[comp.ai.neural-nets] Neuron Digest V7 #24

neuron-request@HPLMS2.HPL.HP.COM ("Neuron-Digest Moderator Peter Marvit") (05/09/91)
Neuron Digest   Wednesday,  8 May 1991
                Volume 7 : Issue 24

Today's Topics:
            IEEE Transactions on Software Eng. Special Issue
                        Enquiry about Perceptron
                            NN generalization
                       Re: Rigorous Results on Fau
                       Re: lack of generalization
         CONSCIOUSNESS & SCIENCE DISCUSSION GROUP/MAY 10 MEETING
                  IJCNN-91-SEATTLE call for volunteers


Send submissions, questions, address maintenance and requests for old issues to
"neuron-request@hplabs.hp.com" or "{any backbone,uunet}!hplabs!neuron-request"
Use "ftp" to get old issues from hplpm.hpl.hp.com (15.255.176.205).

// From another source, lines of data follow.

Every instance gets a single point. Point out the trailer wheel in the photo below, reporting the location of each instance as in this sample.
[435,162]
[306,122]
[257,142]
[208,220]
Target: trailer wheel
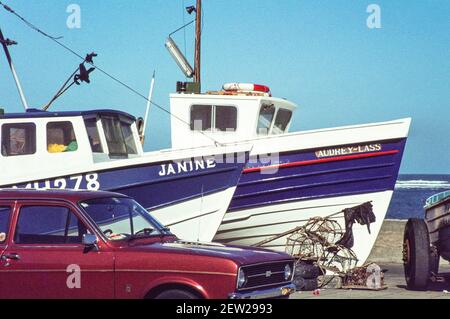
[416,254]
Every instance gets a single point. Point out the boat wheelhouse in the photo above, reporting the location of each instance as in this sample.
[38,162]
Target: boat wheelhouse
[189,190]
[292,177]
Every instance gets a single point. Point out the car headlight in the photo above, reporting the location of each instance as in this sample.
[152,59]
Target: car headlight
[287,272]
[241,279]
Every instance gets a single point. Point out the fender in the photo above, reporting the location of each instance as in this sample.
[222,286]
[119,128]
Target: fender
[175,280]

------------------------------------------------------------

Subject: IEEE Transactions on Software Eng. Special Issue
From:    Erol Gelenbe <gelenbe@csd36.NYU.EDU>
Date:    Mon, 22 Apr 91 12:26:56 -0400


A special isssue of the IEEE TSE on "Artificial Neural Network Models and
Systems" is planned for the month of April 1992, for which I will as
Editor.

        Papers concerning models and their theory, system implementations
including one or more applications, and system environments which use
artificial neural networks are sollicited.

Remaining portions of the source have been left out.